STAT0023 Computing for Practical Statistics: course information sheet


Aims of course: to extend students’ practical experience of statistical software environments. To extend students’ abilities in applying ideas and methods already taught in a practical context. To enable students to perform computer-assisted statistical analyses.


Objectives of course: on successful completion, a student should be able to independently perform a systematic analysis with the statistical software suites R and SAS to answer data-based or methodological questions, and report on it according to the scientific state-of-the-art.


Applications: this course provides training in performing statistical analyses with the R and SAS statistical software suites. R is one of the most widely used non-commercial statistical software packages, predominant in research and increasingly in industry, which can be used easily for non-routine statistical analyses. SAS is the commercial statistical analytics suite with the largest worldwide market share, widely used in business and industry. The course provides, amongst other things, basic programming skills, and introduction to R and SAS, and practice in basic statistical analysis workflows.

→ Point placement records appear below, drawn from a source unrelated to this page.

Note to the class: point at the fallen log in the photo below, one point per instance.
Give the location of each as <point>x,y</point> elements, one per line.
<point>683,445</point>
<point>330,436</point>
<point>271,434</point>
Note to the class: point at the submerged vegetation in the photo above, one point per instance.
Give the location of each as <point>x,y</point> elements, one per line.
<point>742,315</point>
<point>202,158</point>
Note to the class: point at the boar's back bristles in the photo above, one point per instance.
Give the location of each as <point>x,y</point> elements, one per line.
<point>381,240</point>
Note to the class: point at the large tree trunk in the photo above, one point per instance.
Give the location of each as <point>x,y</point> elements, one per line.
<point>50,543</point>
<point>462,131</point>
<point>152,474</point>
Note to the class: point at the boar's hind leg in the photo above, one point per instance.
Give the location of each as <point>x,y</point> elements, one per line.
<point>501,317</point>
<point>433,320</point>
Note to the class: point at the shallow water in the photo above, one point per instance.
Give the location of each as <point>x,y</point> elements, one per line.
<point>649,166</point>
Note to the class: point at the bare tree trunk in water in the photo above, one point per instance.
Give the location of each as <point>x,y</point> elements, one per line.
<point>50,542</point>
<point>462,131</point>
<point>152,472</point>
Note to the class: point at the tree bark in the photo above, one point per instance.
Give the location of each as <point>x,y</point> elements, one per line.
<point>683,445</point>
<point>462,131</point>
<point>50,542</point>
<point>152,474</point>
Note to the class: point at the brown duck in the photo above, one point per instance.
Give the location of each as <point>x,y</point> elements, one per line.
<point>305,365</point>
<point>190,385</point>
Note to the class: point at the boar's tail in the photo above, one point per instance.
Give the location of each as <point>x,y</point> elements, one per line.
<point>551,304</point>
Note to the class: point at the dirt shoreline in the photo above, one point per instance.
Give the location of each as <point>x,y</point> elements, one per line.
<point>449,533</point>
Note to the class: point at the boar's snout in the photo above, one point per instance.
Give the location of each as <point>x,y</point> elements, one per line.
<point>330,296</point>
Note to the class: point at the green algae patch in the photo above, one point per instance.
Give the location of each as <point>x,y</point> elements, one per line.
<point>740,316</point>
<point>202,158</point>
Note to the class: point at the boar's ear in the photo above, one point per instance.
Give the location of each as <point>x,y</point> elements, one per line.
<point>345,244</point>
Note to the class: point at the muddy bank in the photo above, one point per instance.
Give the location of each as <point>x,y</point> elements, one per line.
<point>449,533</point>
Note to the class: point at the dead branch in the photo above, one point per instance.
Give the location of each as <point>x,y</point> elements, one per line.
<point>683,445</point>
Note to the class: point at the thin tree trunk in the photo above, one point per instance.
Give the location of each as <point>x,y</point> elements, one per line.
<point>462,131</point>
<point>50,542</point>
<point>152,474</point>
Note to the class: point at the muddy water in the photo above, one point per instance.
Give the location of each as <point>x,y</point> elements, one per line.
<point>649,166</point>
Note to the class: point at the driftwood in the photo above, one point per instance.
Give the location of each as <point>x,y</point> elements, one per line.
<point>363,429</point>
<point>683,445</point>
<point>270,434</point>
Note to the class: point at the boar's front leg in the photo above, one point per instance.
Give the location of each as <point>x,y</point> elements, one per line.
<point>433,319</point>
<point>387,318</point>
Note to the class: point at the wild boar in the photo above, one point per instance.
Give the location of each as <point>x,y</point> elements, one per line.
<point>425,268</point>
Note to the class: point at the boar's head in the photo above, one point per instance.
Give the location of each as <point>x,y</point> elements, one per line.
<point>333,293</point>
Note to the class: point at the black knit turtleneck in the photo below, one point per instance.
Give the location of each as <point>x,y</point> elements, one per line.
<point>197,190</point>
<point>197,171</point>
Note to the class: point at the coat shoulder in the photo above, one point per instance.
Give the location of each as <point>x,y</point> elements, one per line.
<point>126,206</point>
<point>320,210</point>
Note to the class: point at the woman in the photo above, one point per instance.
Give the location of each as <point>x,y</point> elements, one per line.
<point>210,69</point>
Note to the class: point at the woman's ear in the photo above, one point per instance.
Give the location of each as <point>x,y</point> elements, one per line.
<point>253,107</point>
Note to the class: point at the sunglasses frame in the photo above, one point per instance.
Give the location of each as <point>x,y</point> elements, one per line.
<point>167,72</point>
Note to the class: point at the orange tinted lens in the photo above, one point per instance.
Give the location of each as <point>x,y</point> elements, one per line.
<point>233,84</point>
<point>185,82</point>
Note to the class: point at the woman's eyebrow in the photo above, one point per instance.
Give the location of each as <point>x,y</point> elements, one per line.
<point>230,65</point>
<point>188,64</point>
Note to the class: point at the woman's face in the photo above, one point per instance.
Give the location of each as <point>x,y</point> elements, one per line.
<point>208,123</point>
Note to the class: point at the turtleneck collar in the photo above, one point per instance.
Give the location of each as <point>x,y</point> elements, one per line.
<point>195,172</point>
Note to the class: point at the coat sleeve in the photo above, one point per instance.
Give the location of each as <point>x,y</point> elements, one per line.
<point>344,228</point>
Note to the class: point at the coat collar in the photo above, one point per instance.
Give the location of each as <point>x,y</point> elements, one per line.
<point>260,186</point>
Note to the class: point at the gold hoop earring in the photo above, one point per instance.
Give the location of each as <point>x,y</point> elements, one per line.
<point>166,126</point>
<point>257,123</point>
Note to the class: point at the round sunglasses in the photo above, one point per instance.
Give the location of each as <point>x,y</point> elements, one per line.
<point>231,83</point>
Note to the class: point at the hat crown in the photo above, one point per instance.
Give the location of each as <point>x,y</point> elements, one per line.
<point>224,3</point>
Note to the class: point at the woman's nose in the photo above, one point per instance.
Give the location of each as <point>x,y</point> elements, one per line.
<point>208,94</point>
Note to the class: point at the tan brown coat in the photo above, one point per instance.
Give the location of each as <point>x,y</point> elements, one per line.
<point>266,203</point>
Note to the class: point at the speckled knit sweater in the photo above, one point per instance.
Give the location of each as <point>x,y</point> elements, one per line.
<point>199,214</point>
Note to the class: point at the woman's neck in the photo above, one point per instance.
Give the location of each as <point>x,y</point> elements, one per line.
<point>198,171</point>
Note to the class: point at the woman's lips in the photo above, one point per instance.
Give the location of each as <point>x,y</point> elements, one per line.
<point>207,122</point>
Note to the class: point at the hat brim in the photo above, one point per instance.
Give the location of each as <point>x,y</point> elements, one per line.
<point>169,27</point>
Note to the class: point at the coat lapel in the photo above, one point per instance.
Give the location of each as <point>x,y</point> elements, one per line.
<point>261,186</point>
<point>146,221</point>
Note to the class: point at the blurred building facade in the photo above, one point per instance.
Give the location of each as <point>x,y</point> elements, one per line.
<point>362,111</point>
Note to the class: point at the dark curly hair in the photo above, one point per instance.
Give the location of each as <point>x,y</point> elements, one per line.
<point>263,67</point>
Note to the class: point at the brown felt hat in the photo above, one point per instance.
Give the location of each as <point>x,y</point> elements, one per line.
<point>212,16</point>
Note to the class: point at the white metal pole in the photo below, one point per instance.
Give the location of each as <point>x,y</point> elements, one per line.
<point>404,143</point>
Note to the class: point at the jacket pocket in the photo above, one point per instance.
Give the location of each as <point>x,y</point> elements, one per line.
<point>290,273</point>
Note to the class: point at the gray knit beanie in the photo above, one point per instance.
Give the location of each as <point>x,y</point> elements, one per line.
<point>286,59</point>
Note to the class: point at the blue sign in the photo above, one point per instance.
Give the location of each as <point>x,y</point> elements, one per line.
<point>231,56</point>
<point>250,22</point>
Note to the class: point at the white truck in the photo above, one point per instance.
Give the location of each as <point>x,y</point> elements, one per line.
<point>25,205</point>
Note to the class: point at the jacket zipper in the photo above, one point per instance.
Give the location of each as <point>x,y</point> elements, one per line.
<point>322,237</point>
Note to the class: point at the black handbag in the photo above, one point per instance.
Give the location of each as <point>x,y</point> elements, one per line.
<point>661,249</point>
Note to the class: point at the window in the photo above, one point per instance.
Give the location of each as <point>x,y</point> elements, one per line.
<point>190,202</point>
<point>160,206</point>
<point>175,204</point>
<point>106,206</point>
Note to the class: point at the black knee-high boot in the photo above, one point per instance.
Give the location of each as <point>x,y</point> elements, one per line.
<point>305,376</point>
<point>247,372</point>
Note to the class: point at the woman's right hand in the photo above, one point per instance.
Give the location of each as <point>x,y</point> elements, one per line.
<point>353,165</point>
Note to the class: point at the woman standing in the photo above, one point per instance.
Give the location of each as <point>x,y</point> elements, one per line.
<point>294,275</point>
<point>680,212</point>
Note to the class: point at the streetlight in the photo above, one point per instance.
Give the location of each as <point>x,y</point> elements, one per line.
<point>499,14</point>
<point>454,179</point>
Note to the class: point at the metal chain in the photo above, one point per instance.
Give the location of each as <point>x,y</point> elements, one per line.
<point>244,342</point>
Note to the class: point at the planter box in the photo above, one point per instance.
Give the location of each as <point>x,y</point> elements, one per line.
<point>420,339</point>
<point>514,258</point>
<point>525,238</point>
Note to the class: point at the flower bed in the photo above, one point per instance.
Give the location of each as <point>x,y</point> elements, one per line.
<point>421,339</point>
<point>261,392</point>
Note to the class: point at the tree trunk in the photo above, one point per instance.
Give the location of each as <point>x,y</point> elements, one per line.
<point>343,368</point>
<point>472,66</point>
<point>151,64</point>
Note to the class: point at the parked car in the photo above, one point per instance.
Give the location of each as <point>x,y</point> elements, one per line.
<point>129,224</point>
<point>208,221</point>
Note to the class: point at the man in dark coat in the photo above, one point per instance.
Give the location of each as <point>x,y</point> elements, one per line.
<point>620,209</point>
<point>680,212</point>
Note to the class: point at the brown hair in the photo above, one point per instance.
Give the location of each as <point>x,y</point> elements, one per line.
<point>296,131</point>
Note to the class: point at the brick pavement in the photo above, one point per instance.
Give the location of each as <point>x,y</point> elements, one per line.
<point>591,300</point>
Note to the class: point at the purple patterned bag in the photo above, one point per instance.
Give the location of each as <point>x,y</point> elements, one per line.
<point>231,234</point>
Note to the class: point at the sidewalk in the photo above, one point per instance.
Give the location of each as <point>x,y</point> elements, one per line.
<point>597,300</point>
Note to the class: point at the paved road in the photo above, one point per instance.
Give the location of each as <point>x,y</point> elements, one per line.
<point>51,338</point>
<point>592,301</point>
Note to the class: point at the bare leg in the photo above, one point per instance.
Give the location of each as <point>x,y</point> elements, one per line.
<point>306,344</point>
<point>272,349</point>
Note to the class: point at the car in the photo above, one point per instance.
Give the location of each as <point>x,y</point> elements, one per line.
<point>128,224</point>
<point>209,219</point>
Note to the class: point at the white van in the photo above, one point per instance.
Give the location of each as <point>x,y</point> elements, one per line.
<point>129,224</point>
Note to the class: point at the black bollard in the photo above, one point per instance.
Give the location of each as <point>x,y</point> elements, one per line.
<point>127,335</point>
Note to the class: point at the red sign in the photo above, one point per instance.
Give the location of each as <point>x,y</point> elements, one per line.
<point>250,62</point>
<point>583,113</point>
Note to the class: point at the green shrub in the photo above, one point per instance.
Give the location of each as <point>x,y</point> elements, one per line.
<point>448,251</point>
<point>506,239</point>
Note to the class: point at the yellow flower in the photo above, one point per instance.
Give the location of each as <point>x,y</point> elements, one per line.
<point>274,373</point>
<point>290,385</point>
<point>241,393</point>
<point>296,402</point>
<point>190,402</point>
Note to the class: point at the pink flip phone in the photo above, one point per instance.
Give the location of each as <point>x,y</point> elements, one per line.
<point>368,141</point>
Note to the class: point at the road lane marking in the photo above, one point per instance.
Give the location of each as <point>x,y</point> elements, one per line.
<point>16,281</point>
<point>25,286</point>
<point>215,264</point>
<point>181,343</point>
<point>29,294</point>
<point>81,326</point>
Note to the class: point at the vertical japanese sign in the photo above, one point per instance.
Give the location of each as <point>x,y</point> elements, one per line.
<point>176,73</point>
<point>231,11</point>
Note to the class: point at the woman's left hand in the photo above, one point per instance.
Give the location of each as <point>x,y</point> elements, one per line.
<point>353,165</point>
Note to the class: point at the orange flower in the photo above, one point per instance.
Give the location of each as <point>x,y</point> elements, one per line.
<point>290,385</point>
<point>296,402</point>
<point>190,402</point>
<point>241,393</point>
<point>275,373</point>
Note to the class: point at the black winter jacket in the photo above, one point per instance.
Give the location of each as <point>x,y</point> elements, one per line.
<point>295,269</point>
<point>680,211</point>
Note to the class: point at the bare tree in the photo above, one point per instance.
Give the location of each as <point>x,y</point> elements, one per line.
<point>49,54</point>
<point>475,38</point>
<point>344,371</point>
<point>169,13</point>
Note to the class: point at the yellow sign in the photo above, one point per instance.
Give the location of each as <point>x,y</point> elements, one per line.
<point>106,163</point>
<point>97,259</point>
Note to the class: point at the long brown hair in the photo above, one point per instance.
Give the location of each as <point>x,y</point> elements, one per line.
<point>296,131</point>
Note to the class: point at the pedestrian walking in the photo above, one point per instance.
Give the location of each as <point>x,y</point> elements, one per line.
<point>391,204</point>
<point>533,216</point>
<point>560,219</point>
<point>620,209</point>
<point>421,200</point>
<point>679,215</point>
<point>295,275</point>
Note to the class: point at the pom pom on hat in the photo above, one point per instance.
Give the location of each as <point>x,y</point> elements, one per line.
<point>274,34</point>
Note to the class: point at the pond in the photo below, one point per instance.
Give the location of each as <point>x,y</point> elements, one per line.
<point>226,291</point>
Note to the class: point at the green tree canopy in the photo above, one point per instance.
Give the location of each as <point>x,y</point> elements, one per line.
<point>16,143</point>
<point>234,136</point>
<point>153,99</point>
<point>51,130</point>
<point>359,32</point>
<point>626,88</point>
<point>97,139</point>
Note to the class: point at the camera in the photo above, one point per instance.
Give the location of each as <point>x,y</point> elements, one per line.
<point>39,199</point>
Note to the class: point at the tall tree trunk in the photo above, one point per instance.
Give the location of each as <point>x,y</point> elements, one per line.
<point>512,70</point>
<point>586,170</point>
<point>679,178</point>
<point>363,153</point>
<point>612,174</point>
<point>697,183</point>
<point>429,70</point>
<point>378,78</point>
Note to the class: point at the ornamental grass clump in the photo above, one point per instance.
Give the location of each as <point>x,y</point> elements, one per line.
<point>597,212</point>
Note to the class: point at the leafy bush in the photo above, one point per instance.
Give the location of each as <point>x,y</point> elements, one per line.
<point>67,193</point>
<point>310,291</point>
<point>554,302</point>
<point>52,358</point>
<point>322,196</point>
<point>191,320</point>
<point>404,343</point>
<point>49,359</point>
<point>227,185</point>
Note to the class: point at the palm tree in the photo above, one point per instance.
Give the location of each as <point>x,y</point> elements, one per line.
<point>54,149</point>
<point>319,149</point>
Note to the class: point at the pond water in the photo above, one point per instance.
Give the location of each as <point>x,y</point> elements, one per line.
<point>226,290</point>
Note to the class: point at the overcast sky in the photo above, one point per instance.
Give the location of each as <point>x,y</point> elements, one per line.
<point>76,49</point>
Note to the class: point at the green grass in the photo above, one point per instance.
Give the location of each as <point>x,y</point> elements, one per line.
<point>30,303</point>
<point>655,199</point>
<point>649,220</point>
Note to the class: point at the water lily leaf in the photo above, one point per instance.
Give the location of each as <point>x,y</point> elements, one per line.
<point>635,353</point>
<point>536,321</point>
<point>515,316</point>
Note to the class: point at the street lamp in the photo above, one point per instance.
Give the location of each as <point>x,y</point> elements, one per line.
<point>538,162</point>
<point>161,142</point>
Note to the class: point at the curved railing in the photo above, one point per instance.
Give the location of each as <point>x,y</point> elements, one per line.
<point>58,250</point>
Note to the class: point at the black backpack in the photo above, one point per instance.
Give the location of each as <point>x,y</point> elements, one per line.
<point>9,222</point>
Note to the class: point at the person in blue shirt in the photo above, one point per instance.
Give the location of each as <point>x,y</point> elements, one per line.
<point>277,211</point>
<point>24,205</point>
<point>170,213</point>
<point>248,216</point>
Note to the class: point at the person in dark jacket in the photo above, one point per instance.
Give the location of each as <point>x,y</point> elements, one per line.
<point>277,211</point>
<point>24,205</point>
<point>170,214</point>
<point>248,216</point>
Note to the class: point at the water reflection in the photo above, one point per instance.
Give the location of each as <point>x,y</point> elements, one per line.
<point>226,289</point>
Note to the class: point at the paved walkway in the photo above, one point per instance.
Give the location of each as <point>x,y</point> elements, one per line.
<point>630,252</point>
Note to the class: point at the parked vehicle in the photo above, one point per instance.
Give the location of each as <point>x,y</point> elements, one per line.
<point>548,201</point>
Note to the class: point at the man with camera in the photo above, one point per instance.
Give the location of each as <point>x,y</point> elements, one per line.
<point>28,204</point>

Prerequisites: Completed STAT0002, STAT0003 and STAT0004 or equivalent. Simultaneous or previous attendance on STAT0005 and STAT0006 or equivalent.


Course content: Introduction to SAS commands and the R environment. Use of these packages for descriptive statistics, graphics and the fitting of regression and ANOVA models. Non-linear regression and generalised linear model fitting, simulation, programming and numerical minimisation.


Lecturers: Prof Richard Chandler (REC: [email protected]), Dr Ioanna Manolopoulou (IM: [email protected]).


Moodle page: entitled ‘STAT0023: Computing for Practical Statistics’: this should be available to all Portico-registered students. This will be the primary source of information about the course.


Useful texts: see the Moodle page.


Workload:

●     Synchronous sessions:

–     Q&A / demo session: one per week, via Zoom (link on the Moodle page) on Mondays from 14.00 to 15.00. These sessions will be recorded.

–     Workshop: one 90-minute session per week. For these workshops, the class is split into four groups: see your personal timetable to find out which group you’re in. The Moodle page gives Zoom links to the workshops.

●     Asynchronous study: each week’s material will be introduced by a collection of prerecorded videos with accompanying self-study exercises and Moodle quizzes, released the previous week. Students are expected to watch the videos and work through the exercises in advance of the Q&A sessions each Monday. The Moodle quizzes should be attempted after each week’s workshop.


The topics to be covered in each week are as follows:

Week Topics covered

1     Revision of R language, graphics and simple commands

2     Linear regression and ANOVA in R

3     Simple programming techniques in R

4     Optimisation, maximum likelihood and nonlinear least squares in R

5     Simulation in R, with applications

6     Generalised linear and generalised additive models in R

7     Introduction to SAS: data manipulation and exploration

8     Simple data analysis in SAS

9     Linear and generalised linear models in SAS

10   Computing for practical statistics: case study for ICA2


Assessment for examination grading: Two in-course assessments, each including a Moodle quiz and a piece of extended coursework. These will be set during the Q&A sessions on Monday 8th February and Monday 22nd March, with the Moodle quizzes taking place during the workshops of those weeks. There is no examination.